Im Mai 2015 hatte die Johanniter-Unfall-Hilfe, Regionalverband Aachen-Düren-Heinsberg, die Trägerschaft des Kindergartens, der auf einem städtischen Grundstück mit einer Erbpachtregelung erbaut wurde, mit Wirkung zum 31. Juli dieses Jahres gekündigt. Das hatten die Johanniter mit besonders hohen Instandhaltungskosten für die Gebäudesanierung begründet, die aus dem Betrieb der Einrichtung nicht zu erwirtschaften seien. Die vor Ort Betroffenen gerieten in Sorge, Eltern sprachen von einer brisanten Situation und forderten, dass das von Kindern und Eltern geschätzte pädagogische Konzept der Johanniter erhalten werden müsse. Daraufhin hatte die Johanniter-Unfall-Hilfe erklärt, dass sie sich die Fortführung vorstellen könnte, wenn für die finanziellen Belastungen eine Lösung gefunden werde. Über eine solche war im Dezember im nichtöffentlichen Teil des Jugendhilfeausschusses und zuletzt im Februar in öffentlicher Sitzung beraten worden. Die Politiker stimmten zu, dass sich die Kommune mit 50.000 Euro an der Sanierung beteiligt und dass in Zukunft der Trägeranteil an den Kosten in Höhe von jährlich 15.000 Euro vollständig von der Stadt übernommen werden soll, um den Fortbestand der Kindertagesstätte in Johanniter-Trägerschaft zu sichern.

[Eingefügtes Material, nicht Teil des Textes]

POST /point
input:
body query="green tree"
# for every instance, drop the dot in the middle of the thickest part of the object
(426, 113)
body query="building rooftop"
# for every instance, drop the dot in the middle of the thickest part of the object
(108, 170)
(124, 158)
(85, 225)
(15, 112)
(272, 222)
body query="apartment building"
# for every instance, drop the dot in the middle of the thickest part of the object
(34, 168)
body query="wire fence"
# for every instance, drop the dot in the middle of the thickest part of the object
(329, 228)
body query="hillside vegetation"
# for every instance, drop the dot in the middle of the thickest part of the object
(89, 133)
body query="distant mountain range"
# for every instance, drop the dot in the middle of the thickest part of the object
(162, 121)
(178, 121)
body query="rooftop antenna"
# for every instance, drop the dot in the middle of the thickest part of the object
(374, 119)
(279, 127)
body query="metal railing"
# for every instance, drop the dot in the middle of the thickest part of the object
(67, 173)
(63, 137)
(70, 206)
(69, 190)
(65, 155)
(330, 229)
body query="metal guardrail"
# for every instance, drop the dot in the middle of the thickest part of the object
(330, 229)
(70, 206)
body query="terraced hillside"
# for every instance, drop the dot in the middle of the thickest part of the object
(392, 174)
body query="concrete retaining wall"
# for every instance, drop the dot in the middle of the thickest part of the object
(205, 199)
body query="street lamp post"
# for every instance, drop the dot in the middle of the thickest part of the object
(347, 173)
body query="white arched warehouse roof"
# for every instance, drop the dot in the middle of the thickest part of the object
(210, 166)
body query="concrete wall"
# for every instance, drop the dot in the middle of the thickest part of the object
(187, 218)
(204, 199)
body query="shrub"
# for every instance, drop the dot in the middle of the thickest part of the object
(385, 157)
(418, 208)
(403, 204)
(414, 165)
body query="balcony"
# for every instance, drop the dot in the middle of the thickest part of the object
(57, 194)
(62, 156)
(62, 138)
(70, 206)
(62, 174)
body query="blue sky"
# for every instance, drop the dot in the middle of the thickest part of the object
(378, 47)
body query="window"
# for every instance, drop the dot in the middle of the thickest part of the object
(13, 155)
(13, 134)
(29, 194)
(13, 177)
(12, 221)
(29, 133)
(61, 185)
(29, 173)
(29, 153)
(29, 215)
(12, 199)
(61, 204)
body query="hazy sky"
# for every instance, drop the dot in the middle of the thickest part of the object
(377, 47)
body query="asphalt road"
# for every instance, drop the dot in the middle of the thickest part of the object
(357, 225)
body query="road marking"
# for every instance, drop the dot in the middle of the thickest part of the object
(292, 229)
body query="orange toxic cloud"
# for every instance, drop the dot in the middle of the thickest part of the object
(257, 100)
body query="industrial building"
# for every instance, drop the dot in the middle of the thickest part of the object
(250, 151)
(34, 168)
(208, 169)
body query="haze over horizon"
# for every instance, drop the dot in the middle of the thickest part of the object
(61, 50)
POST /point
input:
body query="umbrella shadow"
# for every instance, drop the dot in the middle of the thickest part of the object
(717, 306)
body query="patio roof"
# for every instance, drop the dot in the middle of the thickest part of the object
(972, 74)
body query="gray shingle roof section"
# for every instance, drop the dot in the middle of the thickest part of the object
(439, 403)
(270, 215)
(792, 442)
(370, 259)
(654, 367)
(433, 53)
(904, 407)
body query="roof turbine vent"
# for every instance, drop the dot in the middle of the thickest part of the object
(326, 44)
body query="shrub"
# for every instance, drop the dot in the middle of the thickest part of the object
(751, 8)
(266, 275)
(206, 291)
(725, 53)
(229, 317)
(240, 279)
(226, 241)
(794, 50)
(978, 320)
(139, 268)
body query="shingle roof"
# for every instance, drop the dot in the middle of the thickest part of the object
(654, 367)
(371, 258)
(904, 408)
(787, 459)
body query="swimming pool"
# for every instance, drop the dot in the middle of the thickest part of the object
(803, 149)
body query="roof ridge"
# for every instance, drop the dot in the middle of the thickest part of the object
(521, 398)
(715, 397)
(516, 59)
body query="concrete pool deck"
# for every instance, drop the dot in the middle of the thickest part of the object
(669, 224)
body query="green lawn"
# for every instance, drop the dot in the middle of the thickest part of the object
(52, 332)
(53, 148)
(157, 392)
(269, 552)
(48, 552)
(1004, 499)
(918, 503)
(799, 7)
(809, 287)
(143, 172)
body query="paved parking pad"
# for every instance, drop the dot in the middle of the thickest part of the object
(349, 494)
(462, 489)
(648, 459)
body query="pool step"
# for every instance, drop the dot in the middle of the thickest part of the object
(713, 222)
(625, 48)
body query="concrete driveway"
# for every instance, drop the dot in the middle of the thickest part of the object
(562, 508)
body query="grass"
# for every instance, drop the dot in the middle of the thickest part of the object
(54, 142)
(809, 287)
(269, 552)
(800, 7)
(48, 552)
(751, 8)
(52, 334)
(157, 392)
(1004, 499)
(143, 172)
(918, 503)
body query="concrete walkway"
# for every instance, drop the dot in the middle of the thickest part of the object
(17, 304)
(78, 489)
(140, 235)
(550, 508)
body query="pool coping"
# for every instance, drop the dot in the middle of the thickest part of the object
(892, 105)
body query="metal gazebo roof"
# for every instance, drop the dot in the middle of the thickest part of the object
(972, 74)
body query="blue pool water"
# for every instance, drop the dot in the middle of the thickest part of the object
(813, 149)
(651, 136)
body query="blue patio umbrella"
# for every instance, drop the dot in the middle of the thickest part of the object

"Dadurch sah sich die Johanniter-Unfall-Hilfe in der Lage, die Kündigung der Trägerschaft zurückzunehmen und die Durchführung der erforderlichen Sanierungsmaßnahmen zu beauftragen", erklärte jetzt eine Pressesprecherin der Johanniter-Unfall-Hilfe schriftlich. Dass die Kündigung den Eltern wehgetan habe, erinnert Maria Kuylaars vom Elternbeirat des Kindergartens, hält in einem Brief jetzt aber vor allem den Dank der Eltern fest: "Heute ist also klar, dass die Johanniter die Trägerschaft weiterführen. Die Gespräche zwischen der Stadt und den Johannitern mögen schwierig gewesen sein - darauf wies Dr. Hans-Heiner Gotzen, der Erste Beigeordnete der Stadt, im Jugendhilfeausschuss ausführlich hin. Trotzdem sind die Bemühungen aller Beteiligten auf fruchtbaren Boden gefallen. Für die Eltern der Kinder, die die Johanniter-Kindertageseinrichtung besuchen, bedeutet diese Entscheidung eine große Erleichterung. Daher sind wir froh und dankbar, dass alle Verhandlungen zu dem Ziel geführt haben, das letztlich erreicht wurde."

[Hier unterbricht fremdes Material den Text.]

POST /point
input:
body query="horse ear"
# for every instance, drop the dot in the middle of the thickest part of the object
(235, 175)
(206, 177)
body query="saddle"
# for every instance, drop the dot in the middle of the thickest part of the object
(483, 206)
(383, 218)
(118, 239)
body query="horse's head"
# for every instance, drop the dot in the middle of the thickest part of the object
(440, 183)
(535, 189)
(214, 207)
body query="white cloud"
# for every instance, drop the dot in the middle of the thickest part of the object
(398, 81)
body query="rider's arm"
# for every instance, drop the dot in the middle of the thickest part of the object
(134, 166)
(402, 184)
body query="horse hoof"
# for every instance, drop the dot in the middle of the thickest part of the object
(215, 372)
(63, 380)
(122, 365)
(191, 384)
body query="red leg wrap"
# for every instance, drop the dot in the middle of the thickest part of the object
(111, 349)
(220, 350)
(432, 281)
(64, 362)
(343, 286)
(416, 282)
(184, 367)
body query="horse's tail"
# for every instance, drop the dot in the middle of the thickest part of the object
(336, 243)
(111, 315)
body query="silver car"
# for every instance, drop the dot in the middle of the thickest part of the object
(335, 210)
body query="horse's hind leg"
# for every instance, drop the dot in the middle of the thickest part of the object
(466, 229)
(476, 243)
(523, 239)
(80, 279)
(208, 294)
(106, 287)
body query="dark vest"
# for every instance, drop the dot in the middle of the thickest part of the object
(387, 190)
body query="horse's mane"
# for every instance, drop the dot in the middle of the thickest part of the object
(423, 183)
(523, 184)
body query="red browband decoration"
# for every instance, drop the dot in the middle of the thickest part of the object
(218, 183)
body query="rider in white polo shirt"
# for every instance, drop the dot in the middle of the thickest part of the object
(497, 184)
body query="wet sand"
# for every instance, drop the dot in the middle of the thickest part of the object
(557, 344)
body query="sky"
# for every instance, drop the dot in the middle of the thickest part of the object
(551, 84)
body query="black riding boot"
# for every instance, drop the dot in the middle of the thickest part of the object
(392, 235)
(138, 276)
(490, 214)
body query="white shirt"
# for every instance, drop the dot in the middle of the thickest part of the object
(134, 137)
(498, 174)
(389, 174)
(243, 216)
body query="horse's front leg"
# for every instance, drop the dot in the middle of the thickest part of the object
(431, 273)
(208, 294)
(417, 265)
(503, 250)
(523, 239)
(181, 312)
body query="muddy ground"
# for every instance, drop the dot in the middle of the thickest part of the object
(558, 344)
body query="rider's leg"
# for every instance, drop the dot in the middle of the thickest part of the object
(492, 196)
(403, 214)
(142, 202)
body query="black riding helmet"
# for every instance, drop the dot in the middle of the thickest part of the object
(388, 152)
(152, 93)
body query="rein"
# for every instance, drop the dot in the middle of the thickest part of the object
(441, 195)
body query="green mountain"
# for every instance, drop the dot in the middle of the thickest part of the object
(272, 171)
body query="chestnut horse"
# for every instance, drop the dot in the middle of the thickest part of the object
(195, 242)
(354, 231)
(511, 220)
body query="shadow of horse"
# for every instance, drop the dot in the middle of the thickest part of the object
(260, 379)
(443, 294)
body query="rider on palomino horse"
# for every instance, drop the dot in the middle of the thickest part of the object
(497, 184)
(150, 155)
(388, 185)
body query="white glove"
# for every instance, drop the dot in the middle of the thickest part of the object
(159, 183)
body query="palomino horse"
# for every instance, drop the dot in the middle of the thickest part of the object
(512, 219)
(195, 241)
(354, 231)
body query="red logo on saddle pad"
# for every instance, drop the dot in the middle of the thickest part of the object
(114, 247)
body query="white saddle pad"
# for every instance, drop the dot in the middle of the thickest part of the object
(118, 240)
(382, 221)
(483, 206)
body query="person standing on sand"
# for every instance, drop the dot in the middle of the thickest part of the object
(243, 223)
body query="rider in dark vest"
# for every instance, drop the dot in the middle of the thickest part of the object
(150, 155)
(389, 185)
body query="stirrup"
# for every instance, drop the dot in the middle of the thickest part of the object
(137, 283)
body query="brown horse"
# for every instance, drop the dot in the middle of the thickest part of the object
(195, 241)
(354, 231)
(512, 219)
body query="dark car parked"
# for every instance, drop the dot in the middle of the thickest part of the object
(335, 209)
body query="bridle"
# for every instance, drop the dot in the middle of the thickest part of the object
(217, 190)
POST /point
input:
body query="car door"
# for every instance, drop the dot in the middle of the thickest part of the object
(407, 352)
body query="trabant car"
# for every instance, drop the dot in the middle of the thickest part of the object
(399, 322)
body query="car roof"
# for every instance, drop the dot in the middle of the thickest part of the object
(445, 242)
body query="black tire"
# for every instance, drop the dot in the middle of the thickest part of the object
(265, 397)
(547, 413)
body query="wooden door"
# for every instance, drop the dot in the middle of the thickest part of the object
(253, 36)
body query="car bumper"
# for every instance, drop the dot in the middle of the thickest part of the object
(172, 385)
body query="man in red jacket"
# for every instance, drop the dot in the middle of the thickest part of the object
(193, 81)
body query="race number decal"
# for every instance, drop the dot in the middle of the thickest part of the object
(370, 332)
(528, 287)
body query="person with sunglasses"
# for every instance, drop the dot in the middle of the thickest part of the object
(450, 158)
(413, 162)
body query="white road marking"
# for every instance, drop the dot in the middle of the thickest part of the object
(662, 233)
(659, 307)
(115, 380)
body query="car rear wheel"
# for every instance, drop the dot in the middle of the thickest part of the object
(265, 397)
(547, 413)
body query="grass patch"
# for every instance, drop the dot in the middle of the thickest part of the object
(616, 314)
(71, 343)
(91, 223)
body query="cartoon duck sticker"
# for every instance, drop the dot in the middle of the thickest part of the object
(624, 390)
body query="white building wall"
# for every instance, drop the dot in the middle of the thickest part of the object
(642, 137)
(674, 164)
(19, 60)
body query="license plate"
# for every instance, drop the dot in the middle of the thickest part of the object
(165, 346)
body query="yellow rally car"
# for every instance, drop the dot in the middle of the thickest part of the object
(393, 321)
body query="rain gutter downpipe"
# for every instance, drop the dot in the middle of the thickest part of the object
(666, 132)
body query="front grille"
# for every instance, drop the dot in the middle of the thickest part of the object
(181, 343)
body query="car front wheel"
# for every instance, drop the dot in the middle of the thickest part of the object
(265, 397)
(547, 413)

Nun soll die rund 350.000 Euro teuere Sanierung des Kindergartens auf dem Oestricher Kamp am 1. Juni starten. "Von den Arbeiten sind alle vier Gruppen betroffen. Sie müssen aus technischen und wirtschaftlichen Gründen gleichzeitig saniert werden", erklärte Mainzer den Eltern. "Während der Arbeiten können 62 größere Kinder mit ihren Bezugserzieherinnen in das Jugendheim von Matzerath ziehen. Diese Interimslösung wurde durch die Stadt verbindlich zugesagt. In Matzerath kann die personelle Betreuung und Verpflegung in gewohnter Qualität stattfinden, lediglich räumlich wird es Einschränkungen geben müssen." So sei das Außengelände nur eingeschränkt verfügbar und klein. Als Ersatz stehe den Kindern ein großer Spielplatz zur Verfügung, der fußläufig zu erreichen ist und noch extra umzäunt werde.

Die 35 jüngeren Kinder, davon 27 Unterdreijährige, bleiben während der Sanierung am Karolingerring. "Sie werden im Bewegungsraum, im Flur und den vor einigen Jahren angebauten U3-Räumlichkeiten betreut, die von der Sanierung nicht betroffen sind", erklärte Mainzer.